Just to add to the stress level, I had purchased a house less than a year before, with all the expense and responsibility that goes with that. The winter heat bills were starting up. And Christmas was just around the corner. And now here I was, in a rural area with a very limited job market, jobless and broke and with who knew how many weeks to sit alone contemplating my own dark thoughts.

And that was when a friend of mine told me about this crazy challenge to write a 50,000 word novel in the course of the thirty days of November. “You have to do it,” she told me. “It’ll be fun!” I wasn’t so sure, but I was intrigued, nonetheless. Could I actually pull it off? I was curious. And at least it seemed more positive than spending the month counting flowers on the wall and crying. So I agreed to join her (and other recruited friends) in the madness of NaNoWriMo.

And you know, it was a surprisingly wonderful experience. My plot that year was a sort of sci-fi / fantasy thing involving time travel and a sinister secret society bent on fixing history to their advantage. My main character that year was a guy who had recently lost his wife, and into that poor character I poured all my own sorrow and pain and guilt and anger. And I brought him through it. I gave him a happy ending. It was cathartic. The story? Eh. It was probably too big for me. It was most definitely not the Great American Novel.

But I finished the challenge. And, in a way, it pulled me through what could have been a much worse time than it was. By the end of the year, I’d had two job offers out of three interviews, I’d been able to go to a midnight opening of “The Two Towers” halfway across the state on account of not having to work the next day (coldest line party EVER at at least -20F, but we prevailed), and we’d managed to live through the first holiday season without Mom with more laughter than tears. And I could say I’d written my first novel. Life was looking up.

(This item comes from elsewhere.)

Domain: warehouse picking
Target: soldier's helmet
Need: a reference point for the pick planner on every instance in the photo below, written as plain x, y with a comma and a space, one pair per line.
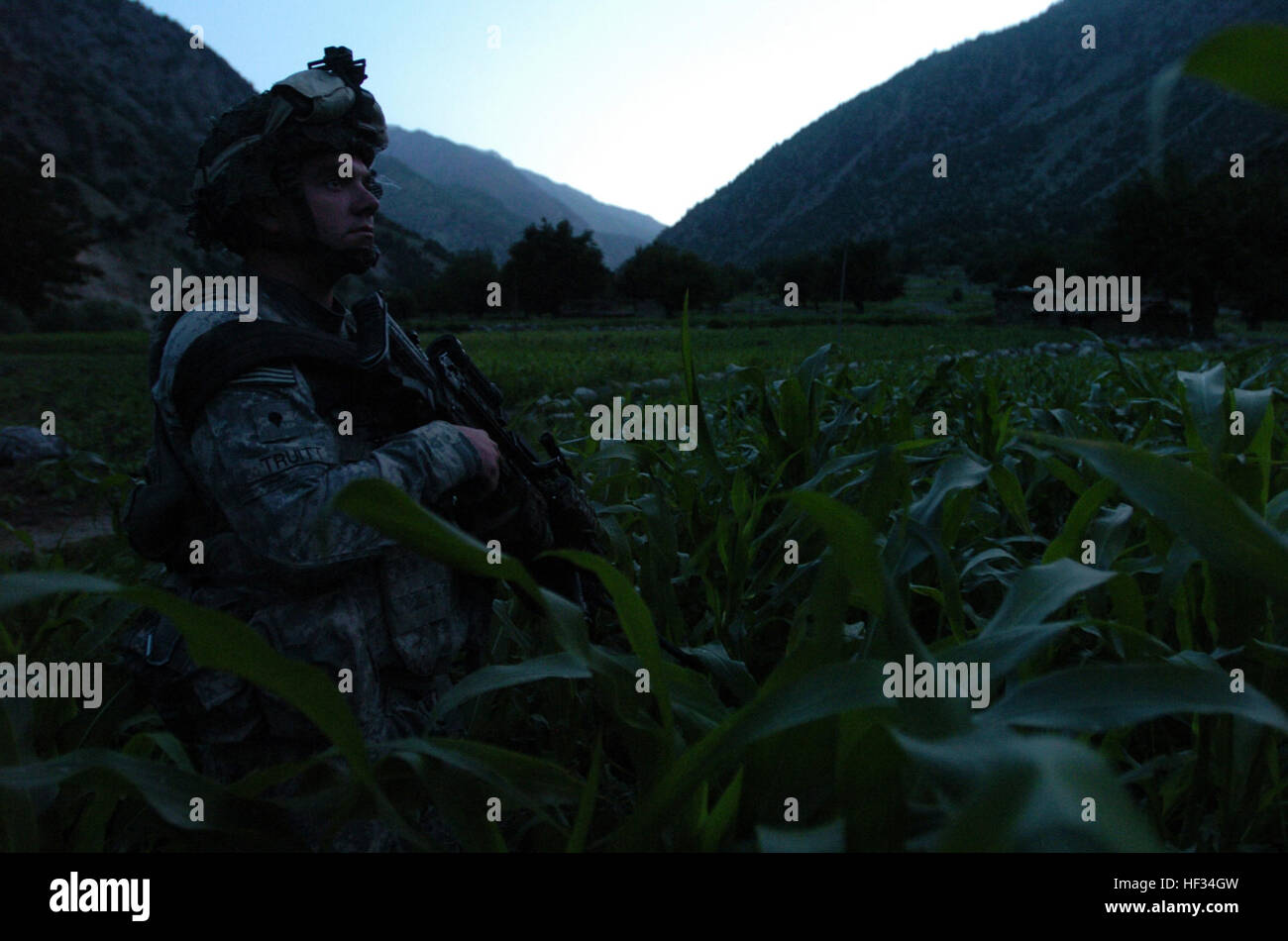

NaNoWriMo will never again be for me what it was that first year, but it’s largely because of that year that I keep coming back.

I really don’t know what I’m going to write about this year, but I think I’m in. I’ve signed up at the website, I have pens and notebooks ready. What I don’t have is a plot. Or a setting. Or any characters whatsoever. But hey, there are twenty one whole days left to figure that out, right?

Much of this post brazenly stolen from my past self at my old blog, Little Flower Petals.